# Um What Piece of Kit is This?



## Foofighter (15 Jun 2007)

This is probably a really stupid question, but what the hell are these guys wearing on their heads???


----------



## AmmoTech90 (15 Jun 2007)

Protective gear for use with marker rounds (simmunition).


----------



## Roy Harding (15 Jun 2007)

AmmoTech90 said:
			
		

> Protective gear for use with marker rounds (simmunition).



OK - but if they're using simmunition, why is there a BFA on the weapon?


----------



## Yrys (15 Jun 2007)

civy question : is simmunition blank ?


----------



## McG (15 Jun 2007)

Roy Harding said:
			
		

> OK - but if they're using simmunition, why is there a BFA on the weapon?
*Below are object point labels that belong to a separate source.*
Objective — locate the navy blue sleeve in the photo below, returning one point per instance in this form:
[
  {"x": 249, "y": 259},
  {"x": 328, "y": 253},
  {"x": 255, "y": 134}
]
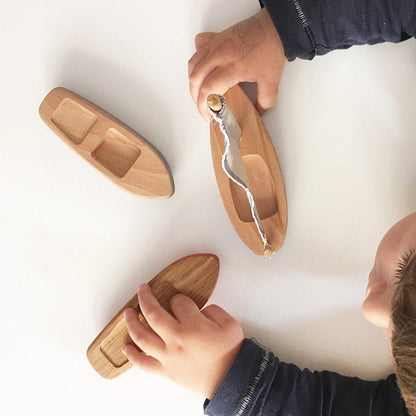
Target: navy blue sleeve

Maybe simunition was only given to OPFOR?  I notice that there is also MILES on the weapons.



			
				Yrys said:
			
		

> civy question : is simmunition blank ?


No.  Simunition fires a projectile that will cause enough pain that you know you've been hit.  However, it won't kill or injure (less some bruising).


----------



## Yrys (15 Jun 2007)

MCG said:
			
		

> No.  Simunition fires a projectile that will cause enough pain that you know you've been hit.  However, it won't kill or injure (less some bruising).
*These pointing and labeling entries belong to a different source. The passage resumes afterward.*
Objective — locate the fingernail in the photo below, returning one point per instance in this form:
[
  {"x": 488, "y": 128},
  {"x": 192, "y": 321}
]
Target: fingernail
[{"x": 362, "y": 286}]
Thanks for the answer. How does it do that  : less powder, different one ? Does it react the same physical way (same trajectory)?


----------



## medaid (15 Jun 2007)

Simunition is basically a round that has a plastic paint tipped bullet, then a metal one. It has less gun powder so the range is limited, and it not only hurts but it marks the place where you've been hit. Hence the paint


----------



## Yrys (15 Jun 2007)

W W it's canadian !

http://en.wikipedia.org/wiki/Simunition


----------



## McG (15 Jun 2007)

Yrys said:
			
		

> W W it's canadian !


Yep.  However, SNC Tec is now GD-OTS (Canada).


----------



## The_Falcon (15 Jun 2007)

I describe simmunition as paintball on steroids to my friends, cause thats basically what they are.  Also since they don't make simmunition for support weapons, its not surprising that the C9 is using blanks, with MILES gear.
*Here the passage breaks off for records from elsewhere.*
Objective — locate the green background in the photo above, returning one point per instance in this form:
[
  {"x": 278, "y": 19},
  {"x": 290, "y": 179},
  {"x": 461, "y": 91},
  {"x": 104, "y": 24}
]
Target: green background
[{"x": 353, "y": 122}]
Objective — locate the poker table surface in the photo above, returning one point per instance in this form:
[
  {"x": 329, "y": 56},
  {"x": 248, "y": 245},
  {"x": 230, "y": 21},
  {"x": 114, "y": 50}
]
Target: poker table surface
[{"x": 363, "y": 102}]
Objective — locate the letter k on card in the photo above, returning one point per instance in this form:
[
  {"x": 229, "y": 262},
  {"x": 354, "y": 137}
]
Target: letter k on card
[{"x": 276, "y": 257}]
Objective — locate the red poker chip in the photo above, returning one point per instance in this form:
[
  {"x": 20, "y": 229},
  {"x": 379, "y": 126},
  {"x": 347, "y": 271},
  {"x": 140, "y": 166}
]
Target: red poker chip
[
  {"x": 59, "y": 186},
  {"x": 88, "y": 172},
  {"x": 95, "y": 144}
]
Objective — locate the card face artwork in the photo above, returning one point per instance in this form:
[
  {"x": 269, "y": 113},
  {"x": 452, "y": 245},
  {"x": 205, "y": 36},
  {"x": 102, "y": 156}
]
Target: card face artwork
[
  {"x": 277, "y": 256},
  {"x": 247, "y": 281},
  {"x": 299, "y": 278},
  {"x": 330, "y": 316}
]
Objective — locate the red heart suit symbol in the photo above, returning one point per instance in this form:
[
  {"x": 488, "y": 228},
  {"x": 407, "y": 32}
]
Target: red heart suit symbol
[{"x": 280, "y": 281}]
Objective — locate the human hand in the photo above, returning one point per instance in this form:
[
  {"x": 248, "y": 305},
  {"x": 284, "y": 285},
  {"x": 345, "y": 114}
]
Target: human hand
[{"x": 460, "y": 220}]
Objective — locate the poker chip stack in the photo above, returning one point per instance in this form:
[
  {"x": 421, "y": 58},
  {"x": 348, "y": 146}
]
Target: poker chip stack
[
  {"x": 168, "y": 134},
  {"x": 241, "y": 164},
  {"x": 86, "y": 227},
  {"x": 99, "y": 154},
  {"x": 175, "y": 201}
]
Edit, I was just on the simunition site (www.simunition.com) and it appears they now make 5.56mm marker rounds both singles and linked.  Anyone know if he have started using this for the C9s?


----------



## Douke (15 Jun 2007)

Haven't seen any used for C9 yet, but it would be a great step forward in training realism, even though  I would hate to be on the receiving end...  :-\

Douke


----------



## Devlin (15 Jun 2007)

For anyone who cares the picture referenced was taken at Stalwart Guardian 06.


----------



## Armymedic (15 Jun 2007)

Or the en force could just be using paintballs.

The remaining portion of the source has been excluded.